A Novel 7-Days Prolonged Dietary Deprivation Regimen Improves ALT and UA After 3-6 Months Refeeding, Indicating Therapeutic Potential.

2020 
Objectives: The aim of this study was to evaluate a novel prebiotic, Flexible Abrosia (FA), assisted total fasting regimen for more than 7 days’ continual dietary deprivation (7D-CDD). Our analysis included basic physical examinations, bioelectrical impedance analysis, clinical lab and ELISA analysis in normal volunteers. Methods: Seven healthy subjects with normal bodyweight participated in 7D-CDD under the assistant of specially designed probiotic. Individuals were assigned to take FA (113.4KJ/10g) at each mealtime to avoid possible injuries from intestinal flora and smooth the hunger sensation. During 7D-CDD, the subjects were advised to avoid any food intake, especially carbohydrates, except plenty of water supply. The examination samples were collected at before CDD as self-control, fasting 7thD and after 7~14D refeeding. Three subjects were also tested after 6M’s refeeding. Results: The FA-CDD regimen significantly released suffering of starvation with tolerable hungry sensation during the treatment.

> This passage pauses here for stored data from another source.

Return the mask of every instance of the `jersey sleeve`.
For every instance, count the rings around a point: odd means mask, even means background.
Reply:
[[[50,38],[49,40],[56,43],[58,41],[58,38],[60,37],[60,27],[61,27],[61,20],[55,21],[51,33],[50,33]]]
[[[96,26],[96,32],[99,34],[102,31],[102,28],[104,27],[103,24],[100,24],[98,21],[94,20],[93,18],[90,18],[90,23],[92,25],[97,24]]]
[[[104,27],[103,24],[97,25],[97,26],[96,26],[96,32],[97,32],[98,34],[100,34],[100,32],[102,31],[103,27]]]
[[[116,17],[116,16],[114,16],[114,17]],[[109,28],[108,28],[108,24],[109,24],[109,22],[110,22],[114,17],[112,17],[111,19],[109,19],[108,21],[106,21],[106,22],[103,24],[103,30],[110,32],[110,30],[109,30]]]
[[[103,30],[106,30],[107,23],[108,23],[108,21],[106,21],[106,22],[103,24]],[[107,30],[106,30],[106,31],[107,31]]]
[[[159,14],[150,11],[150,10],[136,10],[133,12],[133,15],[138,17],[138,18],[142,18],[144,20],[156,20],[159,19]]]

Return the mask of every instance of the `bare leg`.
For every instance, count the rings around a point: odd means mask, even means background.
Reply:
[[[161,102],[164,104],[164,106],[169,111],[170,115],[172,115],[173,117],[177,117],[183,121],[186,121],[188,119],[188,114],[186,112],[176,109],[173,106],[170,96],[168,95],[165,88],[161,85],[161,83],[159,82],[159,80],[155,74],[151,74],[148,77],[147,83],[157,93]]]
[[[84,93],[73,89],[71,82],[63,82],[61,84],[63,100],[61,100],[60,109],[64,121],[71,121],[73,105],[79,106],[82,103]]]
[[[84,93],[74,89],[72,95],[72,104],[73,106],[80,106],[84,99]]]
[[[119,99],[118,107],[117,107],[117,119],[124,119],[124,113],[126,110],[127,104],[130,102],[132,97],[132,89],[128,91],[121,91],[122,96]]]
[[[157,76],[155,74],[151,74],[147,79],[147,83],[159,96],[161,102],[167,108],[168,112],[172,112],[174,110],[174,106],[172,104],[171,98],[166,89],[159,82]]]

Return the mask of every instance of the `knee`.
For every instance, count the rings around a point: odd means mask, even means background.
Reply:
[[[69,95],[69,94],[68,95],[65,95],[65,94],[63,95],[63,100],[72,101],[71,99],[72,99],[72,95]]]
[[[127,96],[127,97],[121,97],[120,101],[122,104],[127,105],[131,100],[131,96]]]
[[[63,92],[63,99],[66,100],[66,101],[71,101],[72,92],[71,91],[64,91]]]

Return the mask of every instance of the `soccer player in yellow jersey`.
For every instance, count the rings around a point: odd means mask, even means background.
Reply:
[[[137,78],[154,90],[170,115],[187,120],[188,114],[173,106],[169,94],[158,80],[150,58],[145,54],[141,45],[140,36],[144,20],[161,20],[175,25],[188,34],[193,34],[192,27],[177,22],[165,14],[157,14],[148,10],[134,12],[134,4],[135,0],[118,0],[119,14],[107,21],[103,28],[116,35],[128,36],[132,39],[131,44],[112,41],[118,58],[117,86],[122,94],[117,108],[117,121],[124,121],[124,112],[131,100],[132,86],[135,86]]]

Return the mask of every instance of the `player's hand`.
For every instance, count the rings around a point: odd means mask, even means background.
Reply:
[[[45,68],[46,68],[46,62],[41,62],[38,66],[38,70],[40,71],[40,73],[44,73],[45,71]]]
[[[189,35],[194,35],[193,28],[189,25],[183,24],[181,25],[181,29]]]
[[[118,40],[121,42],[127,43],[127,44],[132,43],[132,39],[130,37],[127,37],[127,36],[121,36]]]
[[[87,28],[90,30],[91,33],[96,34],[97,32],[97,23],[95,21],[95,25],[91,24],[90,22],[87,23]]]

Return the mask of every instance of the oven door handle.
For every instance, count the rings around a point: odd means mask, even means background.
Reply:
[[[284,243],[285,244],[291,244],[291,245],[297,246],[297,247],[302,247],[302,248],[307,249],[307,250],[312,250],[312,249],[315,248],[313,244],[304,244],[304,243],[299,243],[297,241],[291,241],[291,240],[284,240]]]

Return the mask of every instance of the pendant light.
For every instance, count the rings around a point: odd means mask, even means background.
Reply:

With the addition of daily mineral electrolytes, the subjects not only passed through the entire 7D-CDD regimen but also succeed in 12~13D total fasting in 2 subjects. Except significant reduction in blood glucose, insulin and high-density lipoprotein level during fasting, the blood concentrations of uric acid (UA), alanine aminotransferase (ALT), and creatine kinase (CK) were also increased. However, after more than 2 months’ refeeding, the disease markers such as ALT, GOT and CK either remained stable or slightly downregulated comparing with their initial 0D control level. Conclusion: Our experiment has supplied the first beneficial evidence that, with the assistant of nutritional flora daily supply of less than 100Kcal total calorie, human subjects were tolerable in hunger sensation. We have found that, although during 7D-CDD induced increases in UA, CK and transferases, refeeding led the markers either downregulated or unchanged. This phenomenon was further confirmed in longer term (6M) recovery. Our results failed to support the hypothesis that fasting induced liver damage since ALT, GOT and CK remained low after longer-term refeeding. Our finding indicated that the 7D-CDD regimen might to be practical, and it might be valuable to design larger clinical trials of fasting study in health improvement strategy targeting in metabolic disorders.